# garden tractor



## dmccormick68 (Aug 25, 2016)

New here but was just wondering of all the different older model garden tractors which one has the largest physical size? I know this is a very vague question but was just looking for a starting point. I have a few deere's and a husky and a craftsman but just looking for something a little larger.


----------



## TraderMark (Nov 15, 2011)

Welcome dmccormick68!

I'm certainly no garden tractor efficienado but check out the Case/Ingersolls. I know they have about the largest tires of the garden tractors.

Mark


----------



## Thomas (Nov 1, 2006)

What horse power range?


----------



## jhngardner367 (Apr 5, 2011)

The Jacobsens were slightly larger(the 53500 model)than the Case/Ingersols,but parts are non-existent ,for them,now.
The case 400(442,444,446,448) series were good tractors,and parts can still be had.
Most had 16" rims,in the rear,and full hydraulic capabilities.


----------



## dmccormick68 (Aug 25, 2016)

Most of the ones I have now are around 18hp, but I would not be opposed to something larger.


----------



## jhngardner367 (Apr 5, 2011)

dmccormick68 said:


> Most of the ones I have now are around 18hp, but I would not be opposed to something larger.

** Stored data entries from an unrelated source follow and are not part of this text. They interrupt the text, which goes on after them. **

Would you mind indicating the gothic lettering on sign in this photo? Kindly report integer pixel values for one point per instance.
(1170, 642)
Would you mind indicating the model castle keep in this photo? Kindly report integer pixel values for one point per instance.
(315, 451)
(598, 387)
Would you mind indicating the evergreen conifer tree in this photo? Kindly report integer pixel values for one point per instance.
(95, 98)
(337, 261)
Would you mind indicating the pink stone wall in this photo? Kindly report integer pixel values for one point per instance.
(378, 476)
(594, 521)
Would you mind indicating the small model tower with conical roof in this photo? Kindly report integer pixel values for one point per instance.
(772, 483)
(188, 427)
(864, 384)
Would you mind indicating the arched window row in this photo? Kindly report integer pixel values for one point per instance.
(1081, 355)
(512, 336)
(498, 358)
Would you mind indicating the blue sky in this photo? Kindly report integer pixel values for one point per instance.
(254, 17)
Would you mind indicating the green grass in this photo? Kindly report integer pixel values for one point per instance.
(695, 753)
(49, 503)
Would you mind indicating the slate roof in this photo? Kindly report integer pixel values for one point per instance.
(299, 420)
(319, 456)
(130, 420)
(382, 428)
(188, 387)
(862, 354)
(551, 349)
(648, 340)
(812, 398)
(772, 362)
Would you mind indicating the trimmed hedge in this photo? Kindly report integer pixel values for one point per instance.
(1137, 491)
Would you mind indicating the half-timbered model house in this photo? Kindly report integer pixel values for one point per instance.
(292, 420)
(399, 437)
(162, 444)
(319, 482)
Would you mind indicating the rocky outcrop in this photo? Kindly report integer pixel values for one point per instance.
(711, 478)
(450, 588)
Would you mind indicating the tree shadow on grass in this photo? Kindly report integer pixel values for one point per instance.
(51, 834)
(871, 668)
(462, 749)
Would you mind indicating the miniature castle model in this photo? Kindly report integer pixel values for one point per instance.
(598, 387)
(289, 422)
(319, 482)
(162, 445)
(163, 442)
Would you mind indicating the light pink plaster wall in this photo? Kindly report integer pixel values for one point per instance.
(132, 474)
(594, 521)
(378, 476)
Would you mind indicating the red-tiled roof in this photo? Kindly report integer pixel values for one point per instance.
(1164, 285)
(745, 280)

What kind of work will it be required to do?
Mowing,..plowing a garden,..pushing snow,etc.?
The older units that you mention,are great ,but many no longer have a parts base available.
The JD's ,and some Simplicity models,as well as some of the old SS,and ST sears you can still get some parts for.
That's the biggest problem,since the manufacturers want to sell NEW equipment,so they discontinue the parts sources.


----------